Генрих прерывисто вздохнул. Довольно! Он еще не разучился владеть собой. К тому же он обещал. Он обещал…

Дженова смеялась. Он поймал себя на том, что пожирает ее глазами, в то время как она, указывая на фокусника, говорит что-то сыну с ласковой улыбкой. Кроме фокусника, собравшихся развлекали также акробаты и певцы, и еще карлик, который то и дело нарочно падал. Дженова находила это забавным, и ее мелодичный смех непрерывно звенел в этот вечер в зале, вызывая у окружающих улыбки.

Но Генрих не смотрел на артистов. Он смотрел на нее. Его взгляд блуждал по румянцу на ее щеках, гладкому, высокому лбу, упрямому контуру подбородка. Он ласкал взглядом ее грудь, выделяющуюся под облегающим платьем. И живо представил себе, как берет ее груди в ладони.

Генрих с трудом сдержал готовый вырваться стон.

Это становилось нелепым! Он вел себя как мальчишка, впервые познавший томления страсти, как влюбленный подросток, что это с ним? Ведь он уже обладал Дженовой. Обычно одного раза Генри хватало.

Что же случилось на этот раз? Генри никогда не стремился к близости лишь с одной женщиной. В детстве его редко ласкали, и он не имел возможности узнать тепло домашнего очага. Его отец погиб, сражаясь бок о бок с другими крестоносцами, а мать вскоре после этого променяла сына на Бога. Когда, оставив его, она ушла в монастырь, Генрих поклялся, что никогда больше не позволит женщине властвовать над собой.

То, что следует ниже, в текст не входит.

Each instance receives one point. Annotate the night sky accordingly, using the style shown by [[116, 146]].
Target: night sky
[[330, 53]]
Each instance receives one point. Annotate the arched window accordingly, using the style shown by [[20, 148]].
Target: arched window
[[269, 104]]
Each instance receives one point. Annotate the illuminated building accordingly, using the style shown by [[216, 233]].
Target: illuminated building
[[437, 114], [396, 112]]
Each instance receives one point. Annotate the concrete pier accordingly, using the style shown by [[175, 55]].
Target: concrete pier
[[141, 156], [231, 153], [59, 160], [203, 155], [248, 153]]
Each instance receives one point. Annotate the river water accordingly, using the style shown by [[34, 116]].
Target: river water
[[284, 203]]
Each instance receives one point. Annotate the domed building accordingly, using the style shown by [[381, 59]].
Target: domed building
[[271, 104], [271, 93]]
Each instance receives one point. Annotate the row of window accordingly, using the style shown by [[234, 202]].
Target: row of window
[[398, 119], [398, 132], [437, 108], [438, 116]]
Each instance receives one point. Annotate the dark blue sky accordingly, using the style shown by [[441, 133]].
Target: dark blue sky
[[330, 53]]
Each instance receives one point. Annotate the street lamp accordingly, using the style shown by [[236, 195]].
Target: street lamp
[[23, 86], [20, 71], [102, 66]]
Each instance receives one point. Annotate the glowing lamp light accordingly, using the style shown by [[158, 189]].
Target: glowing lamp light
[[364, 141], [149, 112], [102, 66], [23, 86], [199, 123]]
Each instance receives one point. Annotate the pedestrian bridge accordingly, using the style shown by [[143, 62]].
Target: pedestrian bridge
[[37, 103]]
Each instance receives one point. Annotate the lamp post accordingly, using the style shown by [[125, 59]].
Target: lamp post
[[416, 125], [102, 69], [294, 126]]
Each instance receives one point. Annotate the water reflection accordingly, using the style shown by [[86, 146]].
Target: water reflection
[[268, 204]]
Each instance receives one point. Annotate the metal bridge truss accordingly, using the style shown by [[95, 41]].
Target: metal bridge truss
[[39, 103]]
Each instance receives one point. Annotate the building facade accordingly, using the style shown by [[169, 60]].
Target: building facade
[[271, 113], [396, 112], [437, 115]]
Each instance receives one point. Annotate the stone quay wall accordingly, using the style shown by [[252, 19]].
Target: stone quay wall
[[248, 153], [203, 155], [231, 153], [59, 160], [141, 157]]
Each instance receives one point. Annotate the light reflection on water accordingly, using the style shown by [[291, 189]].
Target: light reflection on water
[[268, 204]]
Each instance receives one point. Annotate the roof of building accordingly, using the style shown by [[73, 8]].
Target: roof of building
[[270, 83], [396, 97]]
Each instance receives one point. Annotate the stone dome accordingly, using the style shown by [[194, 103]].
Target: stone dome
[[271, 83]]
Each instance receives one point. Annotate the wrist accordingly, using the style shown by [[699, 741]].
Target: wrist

Он построил жизнь так, как хотел, и не желал, чтобы какая-нибудь эгоистичная гордячка причиняла ему боль.

Но Дженова не гордая, не эгоистичная. Она его друг. Совсем недавно он чувствовал себя в ее обществе легко и непринужденно. Неужели теперь Дженова заняла место в одном ряду с другими женщинами, которых он соблазнил за прошедшие годы? Но нет, Дженова отличалась от них. Она все еще была его другом, хотя и стала возлюбленной.

Эта мысль потрясла Генри.

Однако он не перестал ее желать. И пока снова не овладеет ею, не успокоится.

Смеясь над проделками артистов, Дженова захлопала в ладоши. Повернувшись к Генриху, улыбнулась, словно приглашая разделить незатейливое веселье, забыв на мгновение о том, что произошло. Но стоило ей взглянуть на выражение его лица, как улыбка исчезла с ее губ. Она невольно поднесла руку к горлу, словно ей стало трудно дышать, длинные ресницы затрепетали. В следующий миг Дженова отвернулась, но Генрих успел заметить, как задрожали ее пальцы, и как она прикусила нижнюю губу.

Наверняка вспомнила, что произошло между ними в башне Адера, и теперь испытывала те же чувства, что и он.

Дженова сожалела о случившемся. Она поклялась себе никогда не вспоминать об этом и не сомневалась, что у нее хватит для этого силы воли.